If, as in Mayes, the State desired to intercept communications concerned with marihuana and PCP, it was incumbent upon it to seek judicial authorization. It did not, and now it must abide the result. State v. Mayes, 284 Md. at 637, 399 A.2d at 604.

Judge Digges, writing for the Court in Mayes, declared:

"[W]hen there is evidence of'other crimes’ obtained from a wiretap and presented to the grand jury without prior judicial authorization, any count to which it may relate must be dismissed even though there exists independent evidence before that body to support that charge.”

He continued that:

"While the facts and circumstances of this case mandate our conclusion that the State should have punctually sought authorization to use the conversations relating to .. . [other crimes] before the grand jury and its failure to do so requires . . . the dismissal ... of the indictments, we cannot help but hope that this is the last time such action will be mandated.” Mayes, supra at 641-42; 399 A.2d at 606-07.

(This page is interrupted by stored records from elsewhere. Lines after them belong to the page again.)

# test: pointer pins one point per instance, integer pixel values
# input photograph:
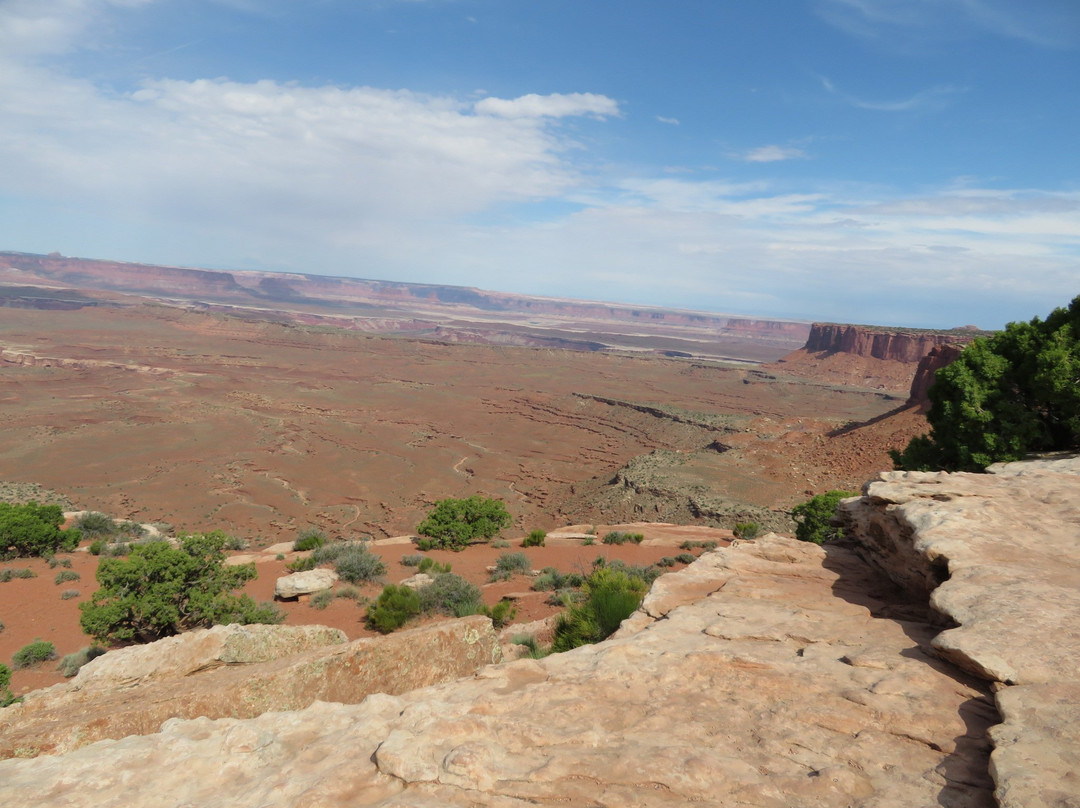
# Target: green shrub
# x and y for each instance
(34, 654)
(746, 529)
(1007, 395)
(432, 567)
(454, 523)
(536, 538)
(31, 529)
(611, 596)
(94, 525)
(510, 564)
(812, 517)
(9, 574)
(309, 540)
(7, 697)
(394, 607)
(133, 529)
(450, 594)
(234, 542)
(162, 590)
(72, 662)
(621, 538)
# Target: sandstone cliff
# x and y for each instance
(931, 661)
(863, 355)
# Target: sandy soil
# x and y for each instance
(32, 608)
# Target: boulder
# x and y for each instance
(305, 583)
(418, 581)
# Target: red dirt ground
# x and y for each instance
(32, 608)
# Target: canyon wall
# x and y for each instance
(929, 660)
(895, 346)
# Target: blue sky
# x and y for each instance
(903, 162)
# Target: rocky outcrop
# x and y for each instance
(306, 582)
(999, 556)
(940, 357)
(894, 346)
(772, 673)
(237, 671)
(862, 355)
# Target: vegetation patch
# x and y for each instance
(813, 517)
(1007, 395)
(454, 523)
(536, 538)
(161, 590)
(10, 574)
(34, 654)
(394, 607)
(34, 530)
(611, 595)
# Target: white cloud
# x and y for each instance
(933, 98)
(915, 23)
(772, 153)
(556, 105)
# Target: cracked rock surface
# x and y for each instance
(999, 555)
(771, 673)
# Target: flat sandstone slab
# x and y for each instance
(757, 676)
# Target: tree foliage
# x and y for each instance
(161, 590)
(1009, 394)
(32, 529)
(812, 519)
(454, 523)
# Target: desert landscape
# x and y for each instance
(197, 411)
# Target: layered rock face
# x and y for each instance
(238, 671)
(940, 357)
(772, 673)
(863, 355)
(999, 555)
(887, 345)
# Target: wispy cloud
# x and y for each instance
(932, 98)
(1041, 23)
(772, 155)
(556, 105)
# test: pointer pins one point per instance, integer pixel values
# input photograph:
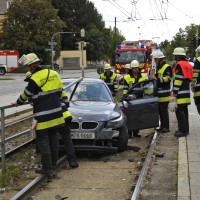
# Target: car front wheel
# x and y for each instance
(122, 139)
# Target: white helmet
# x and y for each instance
(179, 51)
(107, 66)
(28, 59)
(134, 64)
(158, 55)
(127, 66)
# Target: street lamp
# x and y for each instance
(52, 43)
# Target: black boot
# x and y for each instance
(136, 133)
(73, 164)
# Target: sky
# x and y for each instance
(155, 20)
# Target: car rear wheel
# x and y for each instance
(122, 139)
(2, 71)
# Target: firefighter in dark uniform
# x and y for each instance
(110, 78)
(130, 79)
(195, 84)
(181, 91)
(64, 131)
(162, 75)
(45, 90)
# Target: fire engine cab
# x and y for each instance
(132, 50)
(8, 61)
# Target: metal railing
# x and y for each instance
(4, 140)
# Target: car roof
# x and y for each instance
(96, 80)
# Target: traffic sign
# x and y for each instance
(52, 43)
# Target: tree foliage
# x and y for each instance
(28, 27)
(82, 14)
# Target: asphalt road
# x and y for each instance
(12, 84)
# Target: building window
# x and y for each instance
(8, 4)
(71, 62)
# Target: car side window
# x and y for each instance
(143, 90)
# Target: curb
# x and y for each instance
(183, 173)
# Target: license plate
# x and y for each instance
(82, 135)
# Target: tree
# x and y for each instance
(29, 26)
(82, 14)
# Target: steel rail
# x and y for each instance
(144, 168)
(33, 184)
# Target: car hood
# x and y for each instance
(94, 111)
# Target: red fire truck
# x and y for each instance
(133, 50)
(8, 61)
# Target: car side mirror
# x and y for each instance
(125, 104)
(130, 97)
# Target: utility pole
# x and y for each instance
(197, 36)
(115, 33)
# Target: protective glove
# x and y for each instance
(173, 104)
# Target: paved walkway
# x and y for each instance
(189, 159)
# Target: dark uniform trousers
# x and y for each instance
(65, 131)
(182, 117)
(197, 103)
(164, 115)
(48, 146)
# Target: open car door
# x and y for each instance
(141, 106)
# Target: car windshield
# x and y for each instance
(128, 56)
(89, 91)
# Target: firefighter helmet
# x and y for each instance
(179, 51)
(28, 76)
(107, 66)
(158, 55)
(127, 66)
(134, 64)
(28, 59)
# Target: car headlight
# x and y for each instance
(116, 123)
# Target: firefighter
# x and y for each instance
(45, 90)
(162, 75)
(195, 84)
(181, 91)
(110, 78)
(64, 131)
(130, 79)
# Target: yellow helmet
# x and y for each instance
(179, 51)
(28, 59)
(127, 66)
(158, 55)
(107, 66)
(28, 76)
(134, 64)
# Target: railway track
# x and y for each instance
(131, 165)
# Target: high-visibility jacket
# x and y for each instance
(163, 75)
(196, 77)
(129, 81)
(110, 80)
(45, 89)
(182, 82)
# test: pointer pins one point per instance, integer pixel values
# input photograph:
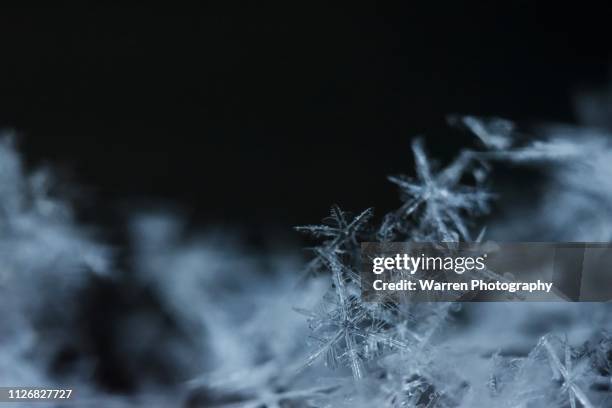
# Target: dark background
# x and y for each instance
(265, 116)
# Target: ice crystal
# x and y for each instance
(436, 201)
(339, 232)
(345, 330)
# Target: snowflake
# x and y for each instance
(349, 333)
(340, 234)
(436, 201)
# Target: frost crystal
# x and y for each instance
(436, 201)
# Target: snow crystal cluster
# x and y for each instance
(242, 329)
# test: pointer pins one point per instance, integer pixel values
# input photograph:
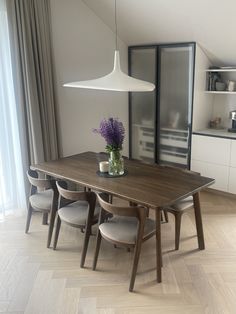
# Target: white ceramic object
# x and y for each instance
(115, 81)
(103, 166)
(220, 86)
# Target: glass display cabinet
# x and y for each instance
(160, 121)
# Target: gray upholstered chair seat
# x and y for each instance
(183, 204)
(124, 229)
(76, 213)
(42, 200)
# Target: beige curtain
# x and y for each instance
(30, 33)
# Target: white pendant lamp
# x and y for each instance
(116, 80)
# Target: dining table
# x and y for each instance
(149, 185)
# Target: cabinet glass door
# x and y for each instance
(175, 104)
(143, 105)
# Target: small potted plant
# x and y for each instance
(113, 131)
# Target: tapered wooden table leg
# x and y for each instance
(158, 243)
(198, 219)
(53, 212)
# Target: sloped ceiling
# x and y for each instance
(211, 23)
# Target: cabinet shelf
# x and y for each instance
(222, 70)
(219, 92)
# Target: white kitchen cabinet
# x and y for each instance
(233, 154)
(218, 172)
(211, 149)
(215, 157)
(232, 180)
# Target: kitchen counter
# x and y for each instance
(216, 133)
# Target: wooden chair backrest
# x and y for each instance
(74, 195)
(129, 211)
(35, 181)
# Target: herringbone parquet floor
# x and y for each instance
(34, 279)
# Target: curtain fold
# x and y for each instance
(30, 34)
(12, 189)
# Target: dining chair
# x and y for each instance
(77, 209)
(179, 208)
(40, 197)
(128, 227)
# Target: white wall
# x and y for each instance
(202, 102)
(84, 49)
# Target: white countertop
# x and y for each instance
(216, 132)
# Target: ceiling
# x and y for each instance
(211, 23)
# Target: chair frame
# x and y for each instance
(67, 197)
(140, 213)
(36, 183)
(179, 212)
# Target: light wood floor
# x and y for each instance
(34, 279)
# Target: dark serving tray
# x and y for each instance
(107, 175)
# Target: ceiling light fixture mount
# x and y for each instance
(117, 80)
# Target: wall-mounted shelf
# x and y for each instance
(219, 92)
(222, 70)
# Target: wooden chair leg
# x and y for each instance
(30, 210)
(53, 213)
(178, 217)
(45, 219)
(58, 226)
(158, 244)
(198, 219)
(85, 245)
(98, 244)
(137, 251)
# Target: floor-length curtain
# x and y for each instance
(30, 33)
(12, 192)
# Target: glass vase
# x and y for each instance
(116, 163)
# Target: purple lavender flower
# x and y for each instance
(112, 130)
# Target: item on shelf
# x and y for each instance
(213, 77)
(103, 166)
(220, 86)
(232, 116)
(174, 119)
(215, 123)
(230, 86)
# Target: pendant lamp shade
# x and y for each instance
(115, 81)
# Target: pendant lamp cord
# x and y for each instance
(116, 26)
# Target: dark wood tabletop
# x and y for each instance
(149, 185)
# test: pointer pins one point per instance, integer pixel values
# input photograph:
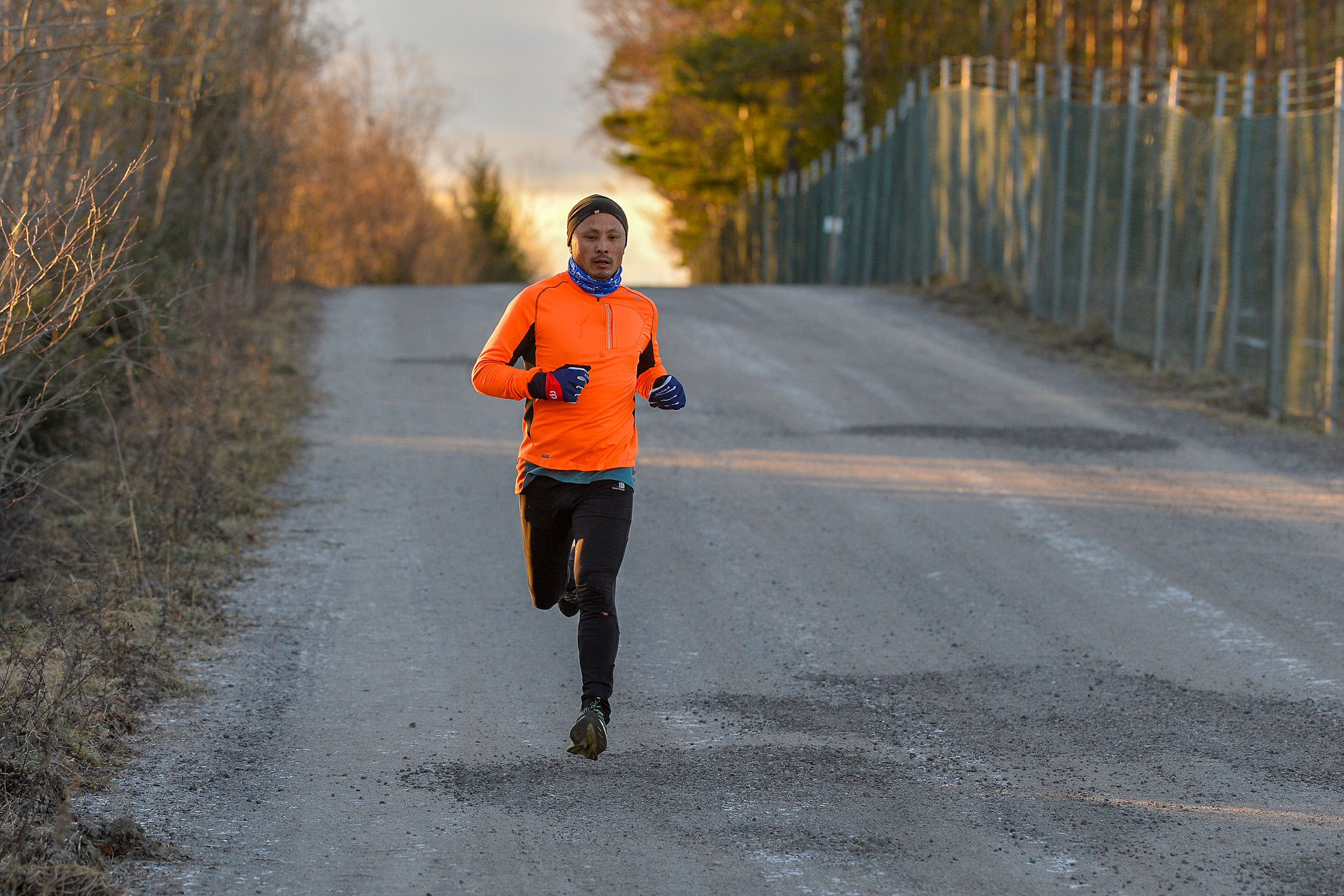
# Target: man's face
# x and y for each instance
(598, 245)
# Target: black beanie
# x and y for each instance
(589, 206)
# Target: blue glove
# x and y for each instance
(667, 394)
(565, 383)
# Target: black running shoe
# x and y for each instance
(588, 736)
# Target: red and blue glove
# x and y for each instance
(667, 394)
(565, 383)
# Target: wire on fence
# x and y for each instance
(1191, 216)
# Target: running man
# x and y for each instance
(588, 346)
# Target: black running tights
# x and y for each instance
(595, 520)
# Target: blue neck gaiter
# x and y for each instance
(592, 285)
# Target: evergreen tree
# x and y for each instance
(499, 256)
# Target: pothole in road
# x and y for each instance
(452, 361)
(1058, 439)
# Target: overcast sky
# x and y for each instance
(519, 71)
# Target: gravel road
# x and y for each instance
(905, 612)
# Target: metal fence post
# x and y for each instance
(1018, 211)
(967, 171)
(1332, 313)
(1090, 195)
(883, 269)
(1057, 261)
(924, 190)
(992, 148)
(873, 173)
(1171, 141)
(1035, 225)
(1127, 191)
(1240, 199)
(1206, 268)
(1276, 348)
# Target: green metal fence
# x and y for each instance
(1192, 216)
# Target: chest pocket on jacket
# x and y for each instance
(625, 328)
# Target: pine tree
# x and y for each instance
(501, 257)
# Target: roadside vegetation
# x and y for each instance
(709, 97)
(179, 183)
(999, 311)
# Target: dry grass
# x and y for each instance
(115, 567)
(996, 310)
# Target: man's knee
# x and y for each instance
(545, 602)
(597, 593)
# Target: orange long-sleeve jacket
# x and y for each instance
(552, 324)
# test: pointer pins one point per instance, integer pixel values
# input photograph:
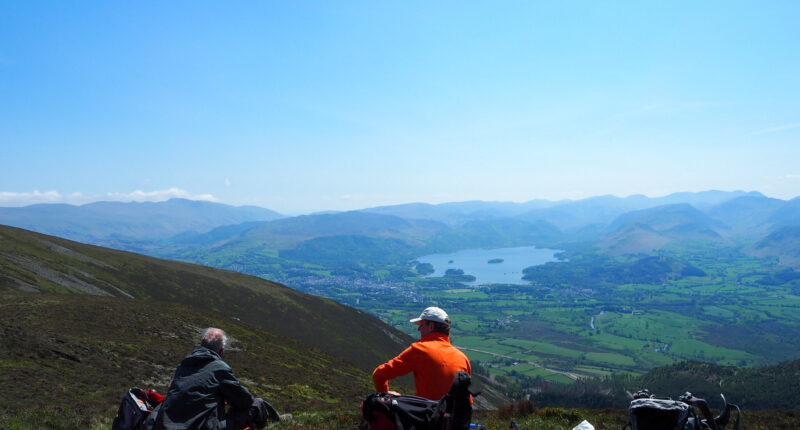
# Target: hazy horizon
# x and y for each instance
(153, 198)
(305, 107)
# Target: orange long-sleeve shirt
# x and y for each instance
(434, 362)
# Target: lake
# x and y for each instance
(475, 262)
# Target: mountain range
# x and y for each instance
(255, 238)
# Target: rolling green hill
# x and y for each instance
(37, 263)
(83, 352)
(117, 224)
(783, 244)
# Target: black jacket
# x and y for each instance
(197, 395)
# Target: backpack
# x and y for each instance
(647, 412)
(386, 411)
(136, 405)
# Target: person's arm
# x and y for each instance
(232, 391)
(398, 366)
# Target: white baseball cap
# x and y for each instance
(432, 314)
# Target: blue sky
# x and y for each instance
(303, 106)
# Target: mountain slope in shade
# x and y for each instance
(649, 229)
(38, 263)
(786, 215)
(83, 352)
(783, 243)
(107, 222)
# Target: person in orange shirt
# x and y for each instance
(433, 359)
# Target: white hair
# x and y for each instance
(214, 338)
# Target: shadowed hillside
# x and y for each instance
(83, 352)
(117, 223)
(37, 263)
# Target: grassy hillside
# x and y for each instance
(38, 263)
(116, 223)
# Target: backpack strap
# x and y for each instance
(703, 406)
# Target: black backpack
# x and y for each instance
(135, 406)
(647, 412)
(451, 412)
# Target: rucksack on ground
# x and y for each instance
(135, 407)
(384, 411)
(647, 412)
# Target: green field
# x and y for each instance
(730, 316)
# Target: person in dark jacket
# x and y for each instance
(205, 394)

Mayes is dispositive of the instant case; we affirm.

Order dismissing indictments affírmed.

Costs to be paid by Prince George’s County.

. See Smith v. Maryland, 439 U.S. 1001 (1979), aff'g, 283 Md. 156, 389 A.2d 858 (1978); State v. Mayes, 284 Md. 625, 399 A.2d 597 (1979), aff'g, 39 Md. App. 635, 387 A.2d 794 (1978); Spease v. State, 275 Md. 88, 338 A.2d 284 (1975), aff'g, 21 Md. App. 269, 319 A.2d 560 (1974); State v. Siegel, 266 Md. 256, 292 A.2d 86 (1972), aff'g, 13 Md. App. 444, 285 A.2d 671 (1971); Baldwin v. State, 45 Md. App. 378, 413 A.2d 246 (1980); Shingleton v. State, 39 Md. App. 527, 387 A.2d 1134 (1978); Poore v. State, 39 Md. App. 44, 384 A.2d 103 (1978); Calhoun v. State, 34 Md. App. 365, 367 A.2d 40 (1977); Washburn v. State, 19 Md. App. 187, 310 A.2d 176 (1973). See generally, Gilbert, A Diagnosis, Dissection and Prognosis of Maryland’s New Wiretap and Electronic Surveillance Law, 8 U. Balt. L. Rev. 1979).